Tuesday, September 12, 2017

Deur Considers Dark Energy As A Form Of Gravitational Shielding

Completing The Proof Of Concept

Deur's basic thesis is that dark matter and perhaps dark energy as well can arise from the self-interaction of gravitons, using the analogy of quantum chromodynamics (QCD) as a model and starting with a static/high temperature scalar case as a first approximation. He claims that this is consistent with general relativity, but given canonical results in the field, I suspect that his theory is a subtle modification of GR.

Earlier papers worked out, to a back of napkin level of precision, that his hypothesis can explain dark matter in both galaxies and galactic clusters, and can explain why elliptical galaxies that are less spherical appear to have more dark matter. The self-interaction effects cancel out in spherically symmetric systems and grow stronger as the total mass of the system grows.

His latest pre-print, for which the abstract and citation are below, makes a similar back of napkin precision estimate of the dark energy effects of his hypothesis to see if it can be fit to the cosmology data in the absence of dark energy entirely, and he concludes that it can, with dark energy effects initially being minimal, but growing as large scale structure gives rise to dark matter effects that screen gravitons from exiting those structures.

Taken together, his several papers on the topic argue that his theory can, to back of napkin precision, describe all significant dark matter and dark energy effects by correctly modeling the self-interaction of the graviton in a way that other dark matter and dark energy theorists have neglected.

If correct, the only beyond the Standard Model particle that needs to exist is the graviton, and a graviton based theory can dispense with the cosmological constant, at least in principle. In short, "core theory" would pretty much completely describe all observed phenomena except short range, extremely strong gravitational field quantum gravity phenomena, and the right path to studying that would be established. This could all play out on the Standard Model's flat Minkowski space background that recognizes the existing of special relativity but does not have a curved space-time in which the mathematics of quantum mechanics doesn't work.

For what it is worth, I think he is right, even though he is currently a lone voice in the wilderness without the time, funding, or community of colleagues who buys into his hypothesis to rigorously and thoroughly implement this paradigm in a way that is sufficient to achieve a scholarly consensus in the field. Particle dark matter theories are in trouble. There are a few modified gravity theories that rise to the occasion, but none as elegant, simple and as broad in their domains of applicability as this one. He hasn't worked out a way to get all of the constants from first principles, but the vision is there and it is a powerful one.

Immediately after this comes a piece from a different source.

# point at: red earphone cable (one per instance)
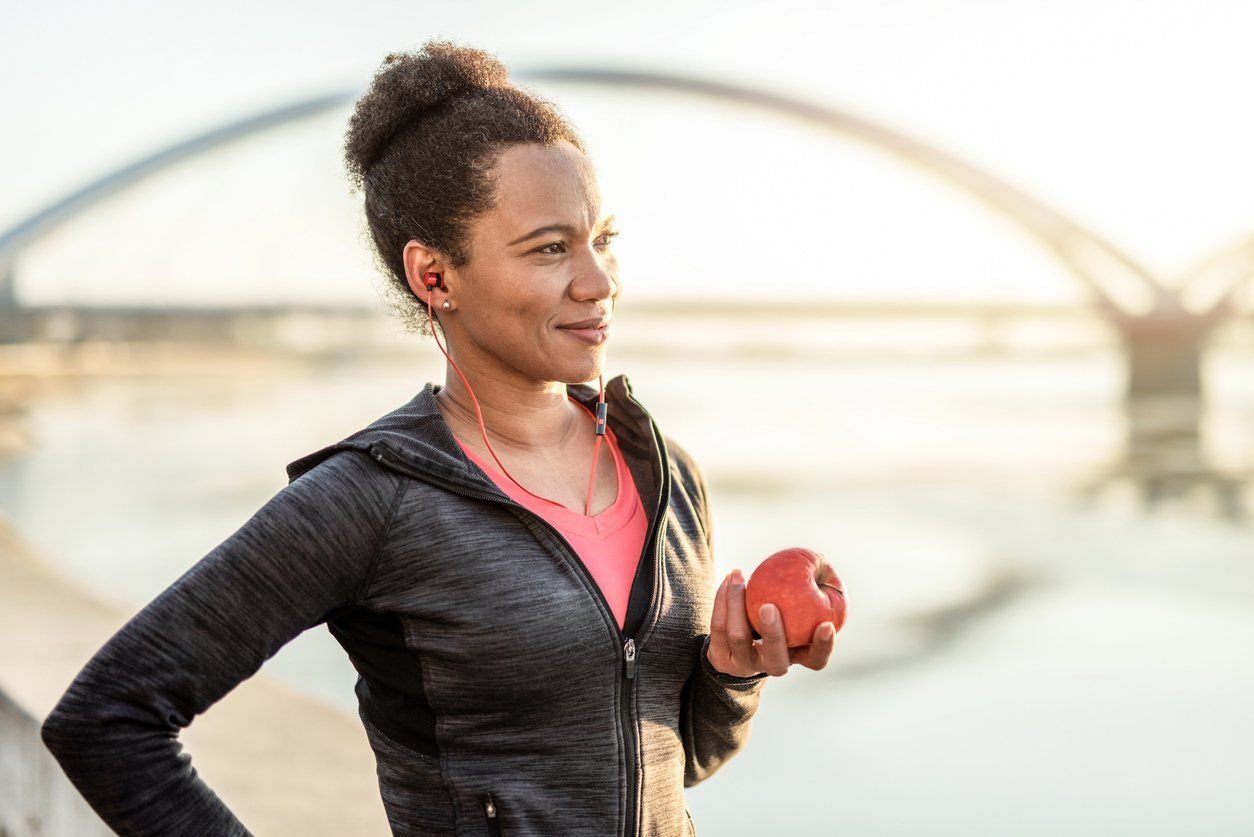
(483, 431)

Gone are the epicycles. Gone are unobservable substances that in the mainstream lambda CDM model account for something like 93%-95% of the stuff in the universe. Vexing aspects of ordinary GR, like the inability to localize gravitational energy and the seeming irrelevance of its self-interactions are gone. The "coincidence problem" is solved. Fundamentally, one coupling constant is sufficient to describe it all, even if it is easier to empirically estimate some of the constants derived from it in the meantime. We have a complete set of fundamental particles (without ruling out the possibility that they might derive from something even more fundamental). We have strong analogies between QCD and GR, some of which have long been observed, to guide us. We have a theory that is corroborated by original predictions that empirical evidence supports that aren't easily explained by other theories.

It doesn't address matter-antimatter asymmetry (for which I have identified another paper with a good explanation). It isn't clear how it interacts with "inflation" theories. But, it would be a huge, unifying step forward in gravity theory, the greatest since general relativity was devised a century ago.

There is so much to like about this approach that it deserves dramatically more resources than it has received to develop further, because it is the most promising avenue to a fundamental break through in physics in existence today. If it pans out, it is work far more significant than typical Nobel prize material.

The Pre-Print
Numerical calculations have shown that the increase of binding energy in massive systems due to gravity's self-interaction can account for galaxy and cluster dynamics without dark matter. Such approach is consistent with General Relativity and the Standard Model of particle physics. The increased binding implies an effective weakening of gravity outside the bound system. In this article, this suppression is modeled in the Universe's evolution equations and its consequence for dark energy is explored. Observations are well reproduced without need for dark energy. The cosmic coincidence appears naturally and the problem of having a de Sitter Universe as the final state of the Universe is eliminated.